Корнелиус ворвался в ночь. Он вылез, словно червь, из высокой травы. Думаю, его дом гнил где-то поблизости, хотя я его не видел, так как никогда не заходил далеко в том направлении. Корнелиус бежал мне навстречу по тропе; его ноги, обутые в грязные белые ботинки, мелькали по темной земле; он остановился и начал хныкать и корчиться под своей высокой шелковой шляпой. Его маленькая высохшая фигурка была облечена в костюм из черного сукна. Этот костюм он надевал по праздникам и в дни церемоний, и я вспомнил, что то было четвертое воскресенье, проведенное мной в Патусане. В продолжение моего пребывания там я все время смутно подозревал, что он желает со мной побеседовать наедине. С выжидающим видом он бродил поблизости, но робость мешала ему подойти, а кроме того, я, естественно, не желал иметь дела с таким нечистоплотным созданием. И все-таки он бы добился своего, если бы не стремился улизнуть всякий раз, как на него посмотришь. Он бежал от сурового взгляда Джима, бежал от меня, хотя я и старался смотреть на него равнодушно; даже угрюмый надменный взгляд Тамб Итама обращал его в бегство. Он всегда был готов улизнуть; всякий раз, как на него взглядывали, он уходил, склонив голову на плечо, или недоверчиво ворча, или безмолвно, с видом человека, удрученного горем; но никакая маска не могла скрыть природную его низость, – так же точно, как одежда не скрывает чудовищного уродства тела.
Не знаю, объясняется ли это унынием, охватившим меня после поражения, какое я понес меньше часа тому назад в борьбе с призраком страха, но только, нимало не сопротивляясь, я дал Корнелиусу завладеть мной. Я был обречен выслушивать признания и сталкиваться с вопросами, на которые нет ответа.

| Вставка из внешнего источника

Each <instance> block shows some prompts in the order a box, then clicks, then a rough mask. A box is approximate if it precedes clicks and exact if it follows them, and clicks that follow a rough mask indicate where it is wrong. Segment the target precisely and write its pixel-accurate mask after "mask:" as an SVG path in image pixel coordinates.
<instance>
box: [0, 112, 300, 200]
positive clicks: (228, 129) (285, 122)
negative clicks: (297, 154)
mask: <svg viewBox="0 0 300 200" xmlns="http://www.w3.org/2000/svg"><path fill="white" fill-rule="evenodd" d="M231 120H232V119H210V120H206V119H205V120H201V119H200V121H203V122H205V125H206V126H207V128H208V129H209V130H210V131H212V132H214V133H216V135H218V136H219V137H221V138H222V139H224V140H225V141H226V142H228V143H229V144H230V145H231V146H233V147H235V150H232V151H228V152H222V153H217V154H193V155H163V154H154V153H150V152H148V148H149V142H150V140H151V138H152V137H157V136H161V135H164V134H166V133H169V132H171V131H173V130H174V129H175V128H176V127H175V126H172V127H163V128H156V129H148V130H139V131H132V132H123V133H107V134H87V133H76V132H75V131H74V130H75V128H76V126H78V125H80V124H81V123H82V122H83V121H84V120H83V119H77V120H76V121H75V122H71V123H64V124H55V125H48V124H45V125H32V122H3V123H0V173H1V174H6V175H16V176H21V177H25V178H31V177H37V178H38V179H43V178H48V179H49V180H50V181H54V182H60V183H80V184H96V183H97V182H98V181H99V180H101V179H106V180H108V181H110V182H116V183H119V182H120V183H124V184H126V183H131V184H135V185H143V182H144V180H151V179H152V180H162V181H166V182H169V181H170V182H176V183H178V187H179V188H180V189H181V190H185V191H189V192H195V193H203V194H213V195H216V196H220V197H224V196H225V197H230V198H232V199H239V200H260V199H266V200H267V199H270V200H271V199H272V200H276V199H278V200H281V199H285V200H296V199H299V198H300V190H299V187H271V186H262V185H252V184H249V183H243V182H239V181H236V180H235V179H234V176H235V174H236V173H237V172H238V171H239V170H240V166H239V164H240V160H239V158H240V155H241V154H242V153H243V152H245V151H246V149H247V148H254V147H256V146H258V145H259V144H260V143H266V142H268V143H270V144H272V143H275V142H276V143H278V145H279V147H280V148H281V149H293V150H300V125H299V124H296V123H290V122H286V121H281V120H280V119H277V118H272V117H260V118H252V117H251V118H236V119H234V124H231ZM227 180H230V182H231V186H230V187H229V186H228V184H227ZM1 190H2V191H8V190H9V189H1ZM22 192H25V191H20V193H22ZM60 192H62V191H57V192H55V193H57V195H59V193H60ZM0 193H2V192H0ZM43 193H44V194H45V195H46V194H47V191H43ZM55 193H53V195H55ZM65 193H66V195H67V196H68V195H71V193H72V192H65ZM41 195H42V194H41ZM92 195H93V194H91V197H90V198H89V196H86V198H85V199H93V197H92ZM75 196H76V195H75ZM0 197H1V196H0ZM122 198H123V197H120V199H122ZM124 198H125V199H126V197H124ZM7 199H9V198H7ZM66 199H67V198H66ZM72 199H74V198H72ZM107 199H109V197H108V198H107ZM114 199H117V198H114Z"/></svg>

Это было тягостно; но презрение, безрассудное презрение, какое вызвал во мне вид этого человека, сделало испытание выносимым. Корнелиус, конечно, в счет не шел. Да и все было не важно, раз я решил, что Джим – единственный, кто меня интересовал, – подчинил себе наконец свою судьбу. Он мне сказал, что удовлетворен… почти. Это больше, чем осмеливаются сказать многие из нас. Я – имеющий право считать себя достаточно хорошим – не смею. И никто из вас, я думаю, не смеет…
Марлоу приостановился, словно ждал ответа. Все молчали. Он снова заговорил:
– Ладно. Пусть никто не знает, раз истину может вырвать у нас только какая-нибудь жестокая, страшная маленькая катастрофа. Но он – один из нас, и мог сказать, что удовлетворен… почти. Вы только подумайте! Почти удовлетворен! Можно чуть ли не позавидовать его катастрофе. Почти удовлетворен. После этого ничто не имело значения. Не важно было, кто его подозревал, кто ему доверял, кто любил, кто ненавидел… в особенности если ненавидел Корнелиус.
Однако в конце концов и в этом было своего рода признание. Вы судите о человеке не только по его друзьям, но и по врагам, а этого врага Джима ни один порядочный человек не постыдился бы назвать своим врагом, не придавая ему, впрочем, особого значения. Так смотрел на него Джим, и эту точку зрения я разделял; но Джим пренебрегал им по другим, общим основаниям.